Recommendations for visual predictive checks in Bayesian workflow
Online preprint | Code | Preprint (arXiv)
A key step in the Bayesian workflow for model building is the graphical assessment of model predictions. The goal of these assessments is to identify whether the model is a reasonable representation of the domain knowledge and observed data. Many commonly used visual predictive checks can be misleading if their implicit assumptions are not met, and there is a need for more guidance for selecting, interpreting, and diagnosing appropriate visualizations.
\(\quad\) We offer recommendations and diagnostic tools to mitigate ad-hoc decision-making in visual predictive checks. These contributions aim to improve the robustness and interpretability of Bayesian model criticism practices.
Posterior SBC: simulation-based calibration checking conditional on data
Simulation-based calibration checking (SBC) is the process of testing whether an inference algorithm and model implementation works for data generated with parameter values plausible under the chosen priors. This approach is natural and desirable for testing if the inference works for a wide range of plausible datasets.
\(\quad\) However, after observing data, we are interested in knowing if the inference works for that particular dataset. In this paper, we propose posterior SBC a version of SBC that can used to validate the inference conditionally on observed data.
\(\quad\) We illustrate the utility of posterior SBC in three case studies: (1) A simple multilevel model; (2) a model that is governed by differential equations; and (3) a joint integrative neuroscience model which is approximated via amortized Bayesian inference with neural networks.
Graphical test for discrete uniformity and its applications in goodness-of-fit evaluation and multiple sample comparison
Paper (Statistics and Computing) | Code
Assessing the goodness-of-fit to a given distribution is important in computational statistics. Using the probability integral transformation (PIT), we answer this question through uniformity testing.

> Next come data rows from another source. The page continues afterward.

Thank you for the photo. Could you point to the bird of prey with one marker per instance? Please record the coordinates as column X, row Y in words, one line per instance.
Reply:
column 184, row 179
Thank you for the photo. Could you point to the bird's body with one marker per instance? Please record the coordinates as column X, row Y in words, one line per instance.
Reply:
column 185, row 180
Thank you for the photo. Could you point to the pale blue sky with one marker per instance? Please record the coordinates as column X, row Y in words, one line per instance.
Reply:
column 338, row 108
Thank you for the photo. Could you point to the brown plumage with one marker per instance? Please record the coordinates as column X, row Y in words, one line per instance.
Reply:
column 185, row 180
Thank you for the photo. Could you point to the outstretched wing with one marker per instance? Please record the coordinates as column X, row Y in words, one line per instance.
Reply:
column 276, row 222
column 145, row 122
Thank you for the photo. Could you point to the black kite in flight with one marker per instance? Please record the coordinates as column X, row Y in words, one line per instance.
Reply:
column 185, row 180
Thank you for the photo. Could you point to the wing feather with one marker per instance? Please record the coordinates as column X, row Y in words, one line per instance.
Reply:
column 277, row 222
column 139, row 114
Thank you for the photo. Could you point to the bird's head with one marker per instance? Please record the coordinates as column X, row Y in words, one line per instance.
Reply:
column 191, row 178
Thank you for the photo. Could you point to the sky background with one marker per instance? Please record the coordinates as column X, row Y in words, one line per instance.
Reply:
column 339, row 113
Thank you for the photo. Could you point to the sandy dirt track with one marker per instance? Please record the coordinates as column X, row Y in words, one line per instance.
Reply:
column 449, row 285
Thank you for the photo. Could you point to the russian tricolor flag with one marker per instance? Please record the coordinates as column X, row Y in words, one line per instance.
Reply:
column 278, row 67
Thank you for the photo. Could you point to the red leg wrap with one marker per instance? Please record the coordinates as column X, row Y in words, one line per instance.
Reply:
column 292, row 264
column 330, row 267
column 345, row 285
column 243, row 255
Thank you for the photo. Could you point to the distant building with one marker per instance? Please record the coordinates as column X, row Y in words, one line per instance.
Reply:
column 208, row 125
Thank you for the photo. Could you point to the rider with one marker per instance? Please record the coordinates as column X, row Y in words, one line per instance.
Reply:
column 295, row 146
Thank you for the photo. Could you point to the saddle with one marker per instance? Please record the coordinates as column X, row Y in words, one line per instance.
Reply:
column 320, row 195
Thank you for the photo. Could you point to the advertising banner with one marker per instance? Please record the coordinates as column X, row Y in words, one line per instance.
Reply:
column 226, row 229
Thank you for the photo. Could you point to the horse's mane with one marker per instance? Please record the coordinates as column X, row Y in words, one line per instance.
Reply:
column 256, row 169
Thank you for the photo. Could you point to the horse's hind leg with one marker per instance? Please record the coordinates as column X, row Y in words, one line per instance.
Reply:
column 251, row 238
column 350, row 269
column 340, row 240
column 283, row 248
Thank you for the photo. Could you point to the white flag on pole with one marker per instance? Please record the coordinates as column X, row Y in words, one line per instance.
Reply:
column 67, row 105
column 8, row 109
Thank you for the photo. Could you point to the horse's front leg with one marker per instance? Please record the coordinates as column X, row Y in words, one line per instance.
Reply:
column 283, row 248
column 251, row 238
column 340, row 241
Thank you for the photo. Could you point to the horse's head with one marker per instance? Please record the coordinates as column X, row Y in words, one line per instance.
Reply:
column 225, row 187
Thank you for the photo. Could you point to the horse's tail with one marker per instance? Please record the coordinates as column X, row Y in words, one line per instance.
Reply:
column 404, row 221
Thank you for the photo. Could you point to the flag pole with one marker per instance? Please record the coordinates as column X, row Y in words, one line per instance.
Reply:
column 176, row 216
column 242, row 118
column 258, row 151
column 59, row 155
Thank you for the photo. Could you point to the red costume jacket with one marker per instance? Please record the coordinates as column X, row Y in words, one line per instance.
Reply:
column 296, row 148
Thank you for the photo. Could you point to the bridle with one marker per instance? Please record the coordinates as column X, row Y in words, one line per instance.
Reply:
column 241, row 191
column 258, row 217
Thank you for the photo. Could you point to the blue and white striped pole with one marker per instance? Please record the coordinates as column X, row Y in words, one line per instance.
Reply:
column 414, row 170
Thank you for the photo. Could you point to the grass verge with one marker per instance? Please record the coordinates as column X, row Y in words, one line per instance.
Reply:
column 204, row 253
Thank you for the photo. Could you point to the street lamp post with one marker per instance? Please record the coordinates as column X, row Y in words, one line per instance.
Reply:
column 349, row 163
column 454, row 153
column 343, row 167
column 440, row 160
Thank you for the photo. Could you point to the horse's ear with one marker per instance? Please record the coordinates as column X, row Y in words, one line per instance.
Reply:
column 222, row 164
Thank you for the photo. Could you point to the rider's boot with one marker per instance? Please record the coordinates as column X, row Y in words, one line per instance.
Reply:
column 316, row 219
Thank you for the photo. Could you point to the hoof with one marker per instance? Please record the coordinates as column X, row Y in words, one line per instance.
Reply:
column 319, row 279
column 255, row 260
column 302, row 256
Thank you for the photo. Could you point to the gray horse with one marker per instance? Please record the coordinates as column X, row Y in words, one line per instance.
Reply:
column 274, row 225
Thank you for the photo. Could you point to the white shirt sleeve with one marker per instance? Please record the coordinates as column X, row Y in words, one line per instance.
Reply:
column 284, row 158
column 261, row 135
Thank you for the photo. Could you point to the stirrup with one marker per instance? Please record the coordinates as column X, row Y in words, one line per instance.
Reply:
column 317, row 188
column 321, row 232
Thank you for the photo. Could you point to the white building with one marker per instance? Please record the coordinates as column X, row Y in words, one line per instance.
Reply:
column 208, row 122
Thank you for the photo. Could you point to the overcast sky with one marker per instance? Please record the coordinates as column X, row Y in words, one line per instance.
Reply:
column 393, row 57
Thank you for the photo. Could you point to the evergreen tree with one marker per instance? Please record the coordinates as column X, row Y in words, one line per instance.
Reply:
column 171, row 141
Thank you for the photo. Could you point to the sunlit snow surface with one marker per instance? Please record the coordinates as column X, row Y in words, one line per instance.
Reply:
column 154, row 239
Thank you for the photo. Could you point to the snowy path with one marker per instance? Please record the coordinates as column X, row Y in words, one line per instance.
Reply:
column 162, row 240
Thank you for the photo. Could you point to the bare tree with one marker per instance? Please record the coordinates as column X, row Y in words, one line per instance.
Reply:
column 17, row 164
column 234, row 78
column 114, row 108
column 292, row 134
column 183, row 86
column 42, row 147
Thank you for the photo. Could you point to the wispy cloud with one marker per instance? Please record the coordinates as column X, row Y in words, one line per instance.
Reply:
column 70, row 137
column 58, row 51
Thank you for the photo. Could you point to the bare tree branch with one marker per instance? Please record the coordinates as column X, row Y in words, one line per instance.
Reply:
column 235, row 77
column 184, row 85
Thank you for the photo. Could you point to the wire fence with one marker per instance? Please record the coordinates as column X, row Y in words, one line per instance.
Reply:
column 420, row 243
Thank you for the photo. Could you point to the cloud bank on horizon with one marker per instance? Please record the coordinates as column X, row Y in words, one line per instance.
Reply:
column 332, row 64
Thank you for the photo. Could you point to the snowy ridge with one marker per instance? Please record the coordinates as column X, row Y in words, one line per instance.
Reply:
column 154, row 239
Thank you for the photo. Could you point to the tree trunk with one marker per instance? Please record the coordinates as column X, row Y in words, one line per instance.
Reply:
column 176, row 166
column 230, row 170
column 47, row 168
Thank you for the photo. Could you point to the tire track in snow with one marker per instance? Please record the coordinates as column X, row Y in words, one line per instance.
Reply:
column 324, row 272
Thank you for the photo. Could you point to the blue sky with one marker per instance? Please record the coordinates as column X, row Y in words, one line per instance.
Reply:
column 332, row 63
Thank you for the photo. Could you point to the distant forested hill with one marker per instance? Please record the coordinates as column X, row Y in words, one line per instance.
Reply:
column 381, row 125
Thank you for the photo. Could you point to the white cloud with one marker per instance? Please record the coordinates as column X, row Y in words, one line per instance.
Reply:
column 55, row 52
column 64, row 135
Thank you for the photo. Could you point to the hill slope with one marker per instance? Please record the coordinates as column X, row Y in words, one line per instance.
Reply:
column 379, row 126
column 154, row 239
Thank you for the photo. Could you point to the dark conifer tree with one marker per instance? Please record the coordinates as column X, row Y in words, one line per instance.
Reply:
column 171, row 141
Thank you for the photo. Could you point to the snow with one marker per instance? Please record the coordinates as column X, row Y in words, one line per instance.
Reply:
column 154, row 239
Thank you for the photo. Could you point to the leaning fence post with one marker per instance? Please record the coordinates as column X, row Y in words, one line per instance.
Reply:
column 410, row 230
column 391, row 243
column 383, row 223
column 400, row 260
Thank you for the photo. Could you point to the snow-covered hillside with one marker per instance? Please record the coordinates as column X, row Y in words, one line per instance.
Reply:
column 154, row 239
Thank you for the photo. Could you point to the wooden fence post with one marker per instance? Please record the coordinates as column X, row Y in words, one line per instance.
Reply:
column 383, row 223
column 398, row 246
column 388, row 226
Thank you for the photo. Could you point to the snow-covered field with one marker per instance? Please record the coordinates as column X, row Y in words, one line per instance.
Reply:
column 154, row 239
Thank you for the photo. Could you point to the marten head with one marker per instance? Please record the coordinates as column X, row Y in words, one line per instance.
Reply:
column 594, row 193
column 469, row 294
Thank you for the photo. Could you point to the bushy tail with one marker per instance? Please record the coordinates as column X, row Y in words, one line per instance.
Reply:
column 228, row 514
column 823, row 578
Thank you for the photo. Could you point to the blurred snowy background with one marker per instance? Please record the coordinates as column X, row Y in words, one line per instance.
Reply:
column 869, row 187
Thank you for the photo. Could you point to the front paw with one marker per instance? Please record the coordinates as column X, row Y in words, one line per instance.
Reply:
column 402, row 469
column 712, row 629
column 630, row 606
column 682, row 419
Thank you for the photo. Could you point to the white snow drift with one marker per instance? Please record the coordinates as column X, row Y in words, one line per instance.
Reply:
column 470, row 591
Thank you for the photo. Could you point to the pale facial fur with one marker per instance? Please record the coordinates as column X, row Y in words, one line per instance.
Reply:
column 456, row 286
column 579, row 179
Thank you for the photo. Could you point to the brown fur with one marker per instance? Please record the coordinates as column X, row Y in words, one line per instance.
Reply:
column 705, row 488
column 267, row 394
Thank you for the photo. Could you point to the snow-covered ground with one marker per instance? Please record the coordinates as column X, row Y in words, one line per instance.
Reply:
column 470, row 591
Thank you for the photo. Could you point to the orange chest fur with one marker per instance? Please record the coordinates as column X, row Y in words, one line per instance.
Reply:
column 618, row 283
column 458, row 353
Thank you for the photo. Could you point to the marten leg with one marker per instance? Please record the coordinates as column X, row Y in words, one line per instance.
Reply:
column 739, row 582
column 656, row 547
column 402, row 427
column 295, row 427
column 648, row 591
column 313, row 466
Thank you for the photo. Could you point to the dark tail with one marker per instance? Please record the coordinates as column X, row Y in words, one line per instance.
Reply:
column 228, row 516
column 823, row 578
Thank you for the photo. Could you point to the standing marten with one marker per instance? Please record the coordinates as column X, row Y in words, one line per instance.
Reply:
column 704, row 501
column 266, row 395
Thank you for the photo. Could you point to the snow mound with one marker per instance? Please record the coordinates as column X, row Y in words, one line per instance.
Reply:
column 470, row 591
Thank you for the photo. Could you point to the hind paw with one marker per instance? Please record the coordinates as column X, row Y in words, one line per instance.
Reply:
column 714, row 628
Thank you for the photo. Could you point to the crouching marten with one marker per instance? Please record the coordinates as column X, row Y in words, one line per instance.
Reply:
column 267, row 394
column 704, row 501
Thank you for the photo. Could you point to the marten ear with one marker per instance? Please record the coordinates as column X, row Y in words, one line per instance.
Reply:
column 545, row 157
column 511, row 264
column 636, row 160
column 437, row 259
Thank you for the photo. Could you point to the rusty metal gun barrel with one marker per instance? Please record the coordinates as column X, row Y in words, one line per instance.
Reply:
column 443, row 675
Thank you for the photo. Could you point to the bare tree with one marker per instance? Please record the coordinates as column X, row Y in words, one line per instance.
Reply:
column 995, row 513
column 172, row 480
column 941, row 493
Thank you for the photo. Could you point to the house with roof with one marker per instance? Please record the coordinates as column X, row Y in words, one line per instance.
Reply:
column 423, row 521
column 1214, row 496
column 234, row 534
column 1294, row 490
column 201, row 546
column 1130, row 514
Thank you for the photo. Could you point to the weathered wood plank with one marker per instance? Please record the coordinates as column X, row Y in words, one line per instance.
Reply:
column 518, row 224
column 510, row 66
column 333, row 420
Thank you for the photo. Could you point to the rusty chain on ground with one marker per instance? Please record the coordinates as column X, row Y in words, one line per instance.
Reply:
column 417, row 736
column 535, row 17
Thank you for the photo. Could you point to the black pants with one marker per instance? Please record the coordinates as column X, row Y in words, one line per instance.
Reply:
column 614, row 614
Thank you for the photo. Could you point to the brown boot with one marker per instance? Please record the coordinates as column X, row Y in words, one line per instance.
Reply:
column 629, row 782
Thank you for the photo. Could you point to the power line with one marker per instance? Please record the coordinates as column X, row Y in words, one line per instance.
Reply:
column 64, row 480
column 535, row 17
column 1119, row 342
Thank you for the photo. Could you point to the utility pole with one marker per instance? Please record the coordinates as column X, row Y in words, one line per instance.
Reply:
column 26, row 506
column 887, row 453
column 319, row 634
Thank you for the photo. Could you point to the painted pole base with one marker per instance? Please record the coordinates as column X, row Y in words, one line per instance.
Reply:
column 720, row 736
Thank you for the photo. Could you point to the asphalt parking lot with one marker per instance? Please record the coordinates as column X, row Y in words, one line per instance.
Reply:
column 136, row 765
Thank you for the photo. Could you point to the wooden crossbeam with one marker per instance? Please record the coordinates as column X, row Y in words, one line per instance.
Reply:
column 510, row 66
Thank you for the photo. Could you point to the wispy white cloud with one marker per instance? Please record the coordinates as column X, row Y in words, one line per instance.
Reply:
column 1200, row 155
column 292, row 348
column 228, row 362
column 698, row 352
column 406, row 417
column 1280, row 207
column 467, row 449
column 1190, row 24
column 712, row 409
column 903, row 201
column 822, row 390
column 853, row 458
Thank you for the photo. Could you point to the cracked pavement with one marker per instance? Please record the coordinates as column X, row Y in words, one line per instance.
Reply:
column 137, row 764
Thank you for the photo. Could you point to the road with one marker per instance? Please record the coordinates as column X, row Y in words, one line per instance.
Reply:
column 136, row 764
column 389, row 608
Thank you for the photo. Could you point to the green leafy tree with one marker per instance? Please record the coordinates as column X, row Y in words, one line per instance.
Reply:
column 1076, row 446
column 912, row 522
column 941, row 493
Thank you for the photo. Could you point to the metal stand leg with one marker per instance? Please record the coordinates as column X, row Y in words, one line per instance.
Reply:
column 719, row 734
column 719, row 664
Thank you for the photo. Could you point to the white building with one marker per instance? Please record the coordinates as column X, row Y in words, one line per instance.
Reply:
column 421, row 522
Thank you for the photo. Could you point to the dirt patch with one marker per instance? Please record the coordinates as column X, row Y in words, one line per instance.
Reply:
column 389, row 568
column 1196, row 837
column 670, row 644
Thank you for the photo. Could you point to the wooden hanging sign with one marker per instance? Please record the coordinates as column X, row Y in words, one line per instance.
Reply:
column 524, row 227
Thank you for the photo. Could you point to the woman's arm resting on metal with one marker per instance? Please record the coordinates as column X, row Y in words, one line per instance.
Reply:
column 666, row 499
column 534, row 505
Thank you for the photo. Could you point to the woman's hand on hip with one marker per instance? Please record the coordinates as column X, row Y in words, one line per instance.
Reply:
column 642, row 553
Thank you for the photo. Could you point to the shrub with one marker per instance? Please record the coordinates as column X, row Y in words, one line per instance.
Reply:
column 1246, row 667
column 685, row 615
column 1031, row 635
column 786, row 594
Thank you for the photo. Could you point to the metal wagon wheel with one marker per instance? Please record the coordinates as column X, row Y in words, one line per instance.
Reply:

- We present new simulation- and optimization-based methods for obtaining simultaneous confidence bands for the whole empirical cumulative distribution function (ECDF) of the PIT values under the assumption of uniformity.
- We further extend the methods to determine simultaneous confidence bands for testing whether multiple samples come from the same underlying distribution.
These methods can also be applied when the reference distribution is represented by a finite sample, which is useful, for example, for simulation-based calibration (SBC). The multiple sample comparison test is useful, for example, as a complementary diagnostic in multi-chain Markov chain Monte Carlo convergence diagnostics.